Nel corso della conversazione con la stampa, Roberts ha spiegato che l’idea iniziale per il film non era focalizzata sulla scimmia protagonista come l’elemento centrale della minaccia, ma prevedeva un altro animale; solo in seguito lo sviluppo narrativo e il tono selvaggio del progetto lo portarono a scegliere la strada del primate trasformato in pericolo estremo.

La visione di Johannes Roberts e il cambio di direzione nel progetto

Victoria Wyant and Johnny Sequoyah in Ben - Rabbia Animale (2025)

Johannes Roberts — noto per i suoi horror come 47 Meters Down e The Strangers: Prey at Night — ha descritto la genesi di Primate come il risultato di un desiderio di creare un thriller “man-versus-nature” particolarmente teso e imprevedibile.

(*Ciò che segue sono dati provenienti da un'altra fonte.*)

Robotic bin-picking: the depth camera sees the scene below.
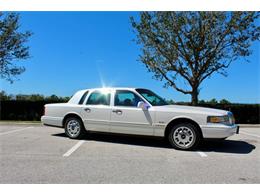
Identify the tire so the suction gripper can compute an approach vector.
[168,123,201,150]
[64,117,86,139]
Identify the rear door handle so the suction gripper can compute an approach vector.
[112,109,123,114]
[84,108,91,112]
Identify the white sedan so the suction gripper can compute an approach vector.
[41,88,239,150]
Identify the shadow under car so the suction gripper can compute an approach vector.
[52,132,255,154]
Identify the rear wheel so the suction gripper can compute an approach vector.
[168,123,201,150]
[65,117,85,139]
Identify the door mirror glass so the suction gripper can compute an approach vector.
[137,101,149,110]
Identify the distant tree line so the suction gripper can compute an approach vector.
[0,90,70,102]
[0,91,260,124]
[167,98,233,105]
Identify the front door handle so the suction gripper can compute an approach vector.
[112,109,123,115]
[84,108,91,112]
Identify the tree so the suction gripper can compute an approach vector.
[131,12,260,105]
[0,12,32,83]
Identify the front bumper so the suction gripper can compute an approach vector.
[201,124,239,138]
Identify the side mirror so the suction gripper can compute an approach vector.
[137,101,149,110]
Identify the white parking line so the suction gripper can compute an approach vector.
[63,140,85,157]
[0,127,33,136]
[239,131,260,138]
[197,152,208,157]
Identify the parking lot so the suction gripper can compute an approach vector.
[0,124,260,183]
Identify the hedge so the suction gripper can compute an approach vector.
[0,100,260,124]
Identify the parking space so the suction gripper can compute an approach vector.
[0,125,260,183]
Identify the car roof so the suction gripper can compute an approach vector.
[80,87,142,91]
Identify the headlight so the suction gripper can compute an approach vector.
[207,112,235,125]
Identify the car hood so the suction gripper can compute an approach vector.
[155,105,228,116]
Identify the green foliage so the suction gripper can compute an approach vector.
[0,12,32,83]
[0,91,70,102]
[131,12,260,105]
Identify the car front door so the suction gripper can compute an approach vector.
[110,90,154,135]
[81,90,111,132]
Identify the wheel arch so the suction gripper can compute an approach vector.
[164,117,203,138]
[62,112,84,127]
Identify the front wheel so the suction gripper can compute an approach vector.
[65,117,85,139]
[168,123,201,150]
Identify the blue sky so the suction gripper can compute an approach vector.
[1,12,260,103]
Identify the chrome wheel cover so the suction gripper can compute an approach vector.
[66,120,80,137]
[172,126,196,149]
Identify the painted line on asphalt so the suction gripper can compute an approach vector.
[0,127,33,136]
[239,131,260,138]
[63,140,85,157]
[197,152,208,158]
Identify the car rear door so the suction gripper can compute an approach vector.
[81,90,111,132]
[110,90,154,135]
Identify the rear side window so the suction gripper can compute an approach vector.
[86,91,110,105]
[79,91,88,104]
[114,90,142,107]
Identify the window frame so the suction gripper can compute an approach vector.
[112,89,151,108]
[83,90,112,106]
[78,90,89,105]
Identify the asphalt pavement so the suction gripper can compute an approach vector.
[0,123,260,183]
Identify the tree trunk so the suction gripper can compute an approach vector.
[191,88,199,106]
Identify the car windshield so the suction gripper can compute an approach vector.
[136,89,168,106]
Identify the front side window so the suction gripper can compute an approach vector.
[79,91,88,104]
[136,89,168,106]
[114,90,142,107]
[86,91,110,105]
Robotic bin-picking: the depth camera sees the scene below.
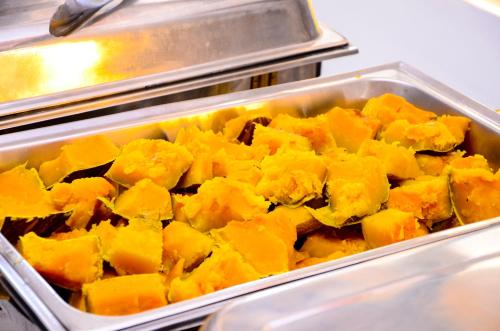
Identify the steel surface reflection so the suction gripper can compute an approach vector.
[0,41,109,102]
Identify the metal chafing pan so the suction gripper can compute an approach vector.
[0,63,500,330]
[203,217,500,331]
[0,0,357,129]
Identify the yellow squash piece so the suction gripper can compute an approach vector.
[0,165,57,224]
[182,177,270,232]
[269,114,337,153]
[361,209,428,248]
[224,107,273,142]
[308,155,389,228]
[252,125,312,155]
[40,136,119,187]
[415,151,465,176]
[18,232,102,290]
[168,245,260,303]
[163,221,214,270]
[50,177,115,229]
[256,150,326,205]
[175,126,228,187]
[450,154,490,170]
[82,273,167,315]
[450,168,500,224]
[107,219,163,275]
[268,206,322,236]
[326,107,380,153]
[89,220,121,262]
[358,140,421,179]
[0,165,71,244]
[388,176,453,223]
[213,214,297,276]
[106,139,193,190]
[362,93,436,127]
[114,178,173,221]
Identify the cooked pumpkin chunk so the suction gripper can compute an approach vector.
[268,206,321,236]
[107,219,163,275]
[381,116,470,152]
[114,178,173,221]
[415,151,465,176]
[358,140,420,179]
[252,125,312,155]
[68,291,87,311]
[168,245,260,302]
[224,108,272,142]
[172,194,189,223]
[182,178,269,232]
[450,154,490,170]
[175,126,228,187]
[213,214,297,276]
[40,136,119,186]
[389,176,453,222]
[50,177,115,229]
[256,150,326,205]
[362,93,436,127]
[216,221,293,276]
[163,221,213,269]
[450,168,500,223]
[89,220,120,262]
[18,232,102,290]
[83,273,167,315]
[106,139,193,190]
[213,149,262,187]
[361,209,428,248]
[0,165,71,244]
[269,114,336,153]
[326,107,380,153]
[300,232,368,258]
[308,155,389,227]
[0,165,57,227]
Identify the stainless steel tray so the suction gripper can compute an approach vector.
[0,63,500,330]
[0,0,356,131]
[203,217,500,331]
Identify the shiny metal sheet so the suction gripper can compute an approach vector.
[0,0,347,117]
[0,63,500,330]
[202,218,500,331]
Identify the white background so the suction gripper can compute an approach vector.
[312,0,500,109]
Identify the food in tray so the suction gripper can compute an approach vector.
[0,94,500,315]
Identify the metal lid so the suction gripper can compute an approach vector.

A differenza di molte creature feature, il regista ha voluto che il pubblico fosse messo di fronte a qualcosa non solo spaventoso, ma profondamente inquietante proprio perché così vicino alla nostra idea di animale domestico e familiare.

Questa direzione ha portato a un cambio di tono significativo rispetto al progetto originale, trasformandolo in un film in cui Ben, lo scimpanzé domestico di una famiglia in vacanza, diventa la fonte di un incubo sanguinario dopo essere stato morso da un animale infetto.

Cast e approccio alle performance

Nel cast figurano Johnny Sequoyah nel ruolo di Lucy e Troy Kotsur in quello di Adam, padre della protagonista e figura chiave nella dinamica familiare. Per adattare meglio il personaggio di Adam alla presenza di Kotsur, Roberts ha riscritto il ruolo trasformandolo in un personaggio sordo in comunicazione attraverso la lingua dei segni americana (ASL), integrandolo così in modo naturale nella storia senza renderlo un semplice elemento narrativo.

La scelta di un cast così eterogeneo riflette l’intenzione del regista di dare maggiore profondità ai personaggi e alle loro relazioni, anche in un contesto di puro horror.

Il tono finale del film e l’esperienza in sala

Primate è stato concepito per un’esperienza cinematografica intensa e visceralmente coinvolgente, con una forte enfasi sull’uso di effetti pratici e creature realizzate con tecniche tradizionali e performative per dare al primate una fisicità reale sullo schermo.

Il film ha raccolto reazioni positive nei primi weekend di proiezione, riuscendo a ritagliarsi un posto tra le nuove uscite horror più discusse di inizio 2026.